Simon Lorenzi's story sending Soudain Seul (9A)

Simon Lorenzi made the FA of Soudain seul (9A) in 2021 after 25 session, including just two sessions on the standing start, The Big Island (8C). In the end, he needed to put a book under his knee pad in order to improve a knee bar. Here is how he answered our questions after the FA.

How hard do you think both parts are individually?
For me, it is a hard 8B (like harder than all the 8B I did) into a hard 8B+. But it's weird because this first part is so conditioned dependant. With 12°c it felt way harder than the second part and then if it's between 0 and 5°c it feels like 8B.

How good is the hold in between? Can you chalk there or somewhere?
All the way to the top without chalking up :) So just chalk up once before climbing. The end is complicated on the slopers.

Did you make a replica or just train at the site? What was the key for eventually taking it down?
Training at the site mostly because it's tricky and if I don't try it for a week I lose the feeling. Good short résistance and optimise every detail to spend less energy.

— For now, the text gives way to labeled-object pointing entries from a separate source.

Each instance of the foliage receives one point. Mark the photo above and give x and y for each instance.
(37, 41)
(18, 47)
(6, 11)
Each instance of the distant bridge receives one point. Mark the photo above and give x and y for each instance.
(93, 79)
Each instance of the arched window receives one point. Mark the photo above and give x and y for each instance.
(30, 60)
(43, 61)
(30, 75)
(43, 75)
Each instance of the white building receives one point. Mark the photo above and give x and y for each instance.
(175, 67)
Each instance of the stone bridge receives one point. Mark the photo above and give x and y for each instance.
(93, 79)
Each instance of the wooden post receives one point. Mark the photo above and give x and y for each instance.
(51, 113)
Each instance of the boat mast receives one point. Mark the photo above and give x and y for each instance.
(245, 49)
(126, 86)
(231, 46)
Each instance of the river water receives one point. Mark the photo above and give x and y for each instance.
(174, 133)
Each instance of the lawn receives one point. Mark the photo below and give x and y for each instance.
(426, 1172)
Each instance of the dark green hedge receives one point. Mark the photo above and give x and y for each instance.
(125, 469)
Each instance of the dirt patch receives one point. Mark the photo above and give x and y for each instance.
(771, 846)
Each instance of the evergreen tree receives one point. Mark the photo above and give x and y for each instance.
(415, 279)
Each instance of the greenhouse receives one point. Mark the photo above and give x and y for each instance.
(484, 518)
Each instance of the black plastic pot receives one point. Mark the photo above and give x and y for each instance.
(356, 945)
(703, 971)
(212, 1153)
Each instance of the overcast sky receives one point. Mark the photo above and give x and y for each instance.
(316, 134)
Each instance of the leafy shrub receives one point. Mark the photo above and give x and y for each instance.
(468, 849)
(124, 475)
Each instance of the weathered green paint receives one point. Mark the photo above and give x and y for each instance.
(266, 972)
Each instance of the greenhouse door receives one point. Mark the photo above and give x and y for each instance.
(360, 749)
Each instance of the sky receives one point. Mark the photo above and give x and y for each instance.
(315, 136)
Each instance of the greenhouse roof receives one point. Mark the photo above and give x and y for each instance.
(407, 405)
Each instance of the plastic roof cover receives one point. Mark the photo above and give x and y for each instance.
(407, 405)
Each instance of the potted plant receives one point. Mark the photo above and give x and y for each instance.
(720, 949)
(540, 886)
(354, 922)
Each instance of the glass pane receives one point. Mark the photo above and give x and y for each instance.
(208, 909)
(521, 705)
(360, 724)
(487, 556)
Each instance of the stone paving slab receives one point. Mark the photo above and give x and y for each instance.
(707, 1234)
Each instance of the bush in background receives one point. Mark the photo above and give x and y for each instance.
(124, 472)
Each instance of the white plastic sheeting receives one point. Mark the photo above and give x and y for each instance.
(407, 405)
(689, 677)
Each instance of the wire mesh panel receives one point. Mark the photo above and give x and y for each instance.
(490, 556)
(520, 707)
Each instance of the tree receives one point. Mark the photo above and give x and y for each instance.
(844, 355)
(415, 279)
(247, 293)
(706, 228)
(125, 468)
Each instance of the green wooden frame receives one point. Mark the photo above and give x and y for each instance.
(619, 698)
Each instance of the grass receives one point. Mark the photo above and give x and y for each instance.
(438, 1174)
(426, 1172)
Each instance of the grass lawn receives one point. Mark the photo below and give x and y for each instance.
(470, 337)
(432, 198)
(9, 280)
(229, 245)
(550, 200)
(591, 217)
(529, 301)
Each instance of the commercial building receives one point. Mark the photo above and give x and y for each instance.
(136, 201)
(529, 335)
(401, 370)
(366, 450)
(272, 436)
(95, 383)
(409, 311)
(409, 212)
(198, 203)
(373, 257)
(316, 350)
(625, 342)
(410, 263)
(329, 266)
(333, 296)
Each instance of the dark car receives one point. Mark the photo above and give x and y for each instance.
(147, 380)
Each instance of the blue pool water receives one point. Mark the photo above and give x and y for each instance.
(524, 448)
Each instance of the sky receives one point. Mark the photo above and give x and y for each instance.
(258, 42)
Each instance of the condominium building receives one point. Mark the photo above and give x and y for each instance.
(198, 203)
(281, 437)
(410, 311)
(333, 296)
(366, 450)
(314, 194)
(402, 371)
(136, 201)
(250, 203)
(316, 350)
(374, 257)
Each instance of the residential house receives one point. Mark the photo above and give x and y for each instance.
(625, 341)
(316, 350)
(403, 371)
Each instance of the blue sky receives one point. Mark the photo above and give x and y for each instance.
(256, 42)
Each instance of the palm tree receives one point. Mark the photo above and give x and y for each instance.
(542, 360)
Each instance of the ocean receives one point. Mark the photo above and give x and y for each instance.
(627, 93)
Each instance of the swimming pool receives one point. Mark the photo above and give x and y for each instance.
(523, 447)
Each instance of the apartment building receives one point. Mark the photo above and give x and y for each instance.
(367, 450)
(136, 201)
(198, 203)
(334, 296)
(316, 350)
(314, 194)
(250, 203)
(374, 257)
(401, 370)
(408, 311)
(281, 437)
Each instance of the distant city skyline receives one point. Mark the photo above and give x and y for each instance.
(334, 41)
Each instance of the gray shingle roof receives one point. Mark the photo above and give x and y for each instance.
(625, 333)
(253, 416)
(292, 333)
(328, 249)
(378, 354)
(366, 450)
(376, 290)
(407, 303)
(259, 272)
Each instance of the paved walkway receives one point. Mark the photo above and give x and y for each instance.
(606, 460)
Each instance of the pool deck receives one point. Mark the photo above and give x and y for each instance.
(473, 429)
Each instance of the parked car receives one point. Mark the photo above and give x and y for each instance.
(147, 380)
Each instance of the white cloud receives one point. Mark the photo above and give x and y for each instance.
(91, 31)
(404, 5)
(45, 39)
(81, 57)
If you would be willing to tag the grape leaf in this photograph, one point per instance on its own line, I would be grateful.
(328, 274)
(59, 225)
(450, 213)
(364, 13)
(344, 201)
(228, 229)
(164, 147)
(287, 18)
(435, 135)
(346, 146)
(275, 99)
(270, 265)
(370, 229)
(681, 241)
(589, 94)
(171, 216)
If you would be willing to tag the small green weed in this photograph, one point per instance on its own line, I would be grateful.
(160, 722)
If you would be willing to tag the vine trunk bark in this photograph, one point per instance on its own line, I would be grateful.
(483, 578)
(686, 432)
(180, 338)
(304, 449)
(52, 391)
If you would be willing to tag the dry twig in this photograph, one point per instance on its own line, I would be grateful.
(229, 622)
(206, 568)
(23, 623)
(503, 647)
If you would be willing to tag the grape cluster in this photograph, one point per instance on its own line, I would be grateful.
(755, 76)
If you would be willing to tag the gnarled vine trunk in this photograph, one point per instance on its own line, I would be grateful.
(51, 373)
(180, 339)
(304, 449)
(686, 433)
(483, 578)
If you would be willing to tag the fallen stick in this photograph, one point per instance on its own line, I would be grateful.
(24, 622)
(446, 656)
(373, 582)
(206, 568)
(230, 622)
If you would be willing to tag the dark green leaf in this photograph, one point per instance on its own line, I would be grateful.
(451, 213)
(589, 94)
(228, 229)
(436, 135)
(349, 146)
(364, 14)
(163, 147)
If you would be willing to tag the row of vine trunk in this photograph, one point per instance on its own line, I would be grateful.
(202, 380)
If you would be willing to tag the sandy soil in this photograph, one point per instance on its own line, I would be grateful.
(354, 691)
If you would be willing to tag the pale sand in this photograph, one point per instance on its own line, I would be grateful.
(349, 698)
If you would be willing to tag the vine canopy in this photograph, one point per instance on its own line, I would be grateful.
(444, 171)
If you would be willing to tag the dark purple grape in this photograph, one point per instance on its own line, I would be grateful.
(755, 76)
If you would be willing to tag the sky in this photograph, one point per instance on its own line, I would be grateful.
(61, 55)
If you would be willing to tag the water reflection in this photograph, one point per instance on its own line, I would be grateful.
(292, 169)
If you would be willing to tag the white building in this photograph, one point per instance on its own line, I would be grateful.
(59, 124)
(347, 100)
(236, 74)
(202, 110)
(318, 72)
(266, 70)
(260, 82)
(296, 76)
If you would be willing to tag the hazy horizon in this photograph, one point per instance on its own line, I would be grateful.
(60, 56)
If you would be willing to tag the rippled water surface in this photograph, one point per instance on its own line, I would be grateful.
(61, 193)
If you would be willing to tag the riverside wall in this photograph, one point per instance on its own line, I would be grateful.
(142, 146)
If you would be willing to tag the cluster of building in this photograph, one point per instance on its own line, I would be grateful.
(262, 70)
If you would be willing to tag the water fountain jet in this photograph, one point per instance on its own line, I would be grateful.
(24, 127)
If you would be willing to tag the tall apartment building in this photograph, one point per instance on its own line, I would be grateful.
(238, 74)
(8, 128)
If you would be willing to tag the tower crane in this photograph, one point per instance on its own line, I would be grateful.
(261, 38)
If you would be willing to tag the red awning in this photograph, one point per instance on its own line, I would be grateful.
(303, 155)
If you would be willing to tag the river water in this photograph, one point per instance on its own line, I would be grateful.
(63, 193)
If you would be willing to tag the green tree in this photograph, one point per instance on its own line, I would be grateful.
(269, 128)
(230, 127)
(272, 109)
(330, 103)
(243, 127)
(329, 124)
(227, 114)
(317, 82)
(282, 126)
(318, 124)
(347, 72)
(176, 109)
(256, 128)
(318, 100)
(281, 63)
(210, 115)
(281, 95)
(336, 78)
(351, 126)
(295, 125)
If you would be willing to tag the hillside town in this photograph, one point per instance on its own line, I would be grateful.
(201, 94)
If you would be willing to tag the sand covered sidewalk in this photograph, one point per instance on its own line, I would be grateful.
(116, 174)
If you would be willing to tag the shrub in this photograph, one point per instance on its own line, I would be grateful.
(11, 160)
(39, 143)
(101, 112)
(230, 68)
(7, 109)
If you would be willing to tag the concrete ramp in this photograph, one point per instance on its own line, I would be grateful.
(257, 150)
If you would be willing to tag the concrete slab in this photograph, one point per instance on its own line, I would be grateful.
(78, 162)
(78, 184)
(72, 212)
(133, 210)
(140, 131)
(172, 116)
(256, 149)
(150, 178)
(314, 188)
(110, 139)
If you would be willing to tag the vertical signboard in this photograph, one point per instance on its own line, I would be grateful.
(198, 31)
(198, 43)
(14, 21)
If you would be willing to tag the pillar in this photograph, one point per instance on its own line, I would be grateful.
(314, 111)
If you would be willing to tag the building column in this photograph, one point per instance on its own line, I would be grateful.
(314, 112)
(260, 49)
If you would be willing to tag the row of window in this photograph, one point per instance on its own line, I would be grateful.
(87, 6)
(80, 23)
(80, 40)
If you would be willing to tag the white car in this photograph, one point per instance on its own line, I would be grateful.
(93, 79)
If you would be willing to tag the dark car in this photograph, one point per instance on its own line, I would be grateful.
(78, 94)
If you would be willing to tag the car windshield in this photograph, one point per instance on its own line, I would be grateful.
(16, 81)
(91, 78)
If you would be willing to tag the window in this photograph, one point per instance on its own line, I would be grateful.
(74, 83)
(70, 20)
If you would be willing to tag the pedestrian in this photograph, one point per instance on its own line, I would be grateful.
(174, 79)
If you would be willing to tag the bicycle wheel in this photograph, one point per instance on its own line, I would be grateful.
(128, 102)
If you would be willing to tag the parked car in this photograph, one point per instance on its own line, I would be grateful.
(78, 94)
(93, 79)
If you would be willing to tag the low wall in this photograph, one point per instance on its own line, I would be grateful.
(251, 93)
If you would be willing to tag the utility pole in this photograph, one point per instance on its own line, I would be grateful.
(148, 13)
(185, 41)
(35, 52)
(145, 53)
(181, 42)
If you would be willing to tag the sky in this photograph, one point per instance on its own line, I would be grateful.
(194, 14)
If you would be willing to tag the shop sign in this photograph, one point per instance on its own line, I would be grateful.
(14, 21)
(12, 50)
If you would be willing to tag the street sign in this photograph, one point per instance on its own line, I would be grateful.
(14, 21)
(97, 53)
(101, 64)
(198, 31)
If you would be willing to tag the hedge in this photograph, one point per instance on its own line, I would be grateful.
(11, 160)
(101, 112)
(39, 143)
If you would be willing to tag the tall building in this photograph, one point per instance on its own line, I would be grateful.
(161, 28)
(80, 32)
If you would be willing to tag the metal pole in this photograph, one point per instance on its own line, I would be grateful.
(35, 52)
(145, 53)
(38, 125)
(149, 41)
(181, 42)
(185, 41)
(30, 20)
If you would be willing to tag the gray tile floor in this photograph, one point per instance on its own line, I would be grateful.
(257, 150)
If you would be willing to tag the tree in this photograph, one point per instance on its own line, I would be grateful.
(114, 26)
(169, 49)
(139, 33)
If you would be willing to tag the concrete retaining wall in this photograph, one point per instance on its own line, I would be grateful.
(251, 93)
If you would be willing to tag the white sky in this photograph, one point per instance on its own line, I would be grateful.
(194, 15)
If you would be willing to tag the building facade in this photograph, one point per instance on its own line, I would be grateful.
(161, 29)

Did you have to use any special tricks being just 168 cm tall, beside your +8 cm ape index?
1: Using stiff shoes instead of soft shoes to put more pressure into the kneebar.
2: Using a stiff kneepad with something under (I first tried with old chunks of wood).
3: Stretch my upper body to gain mobility. Like that, I improved my arm reach a bit.
4: Using a different beta for the crux of the stand start.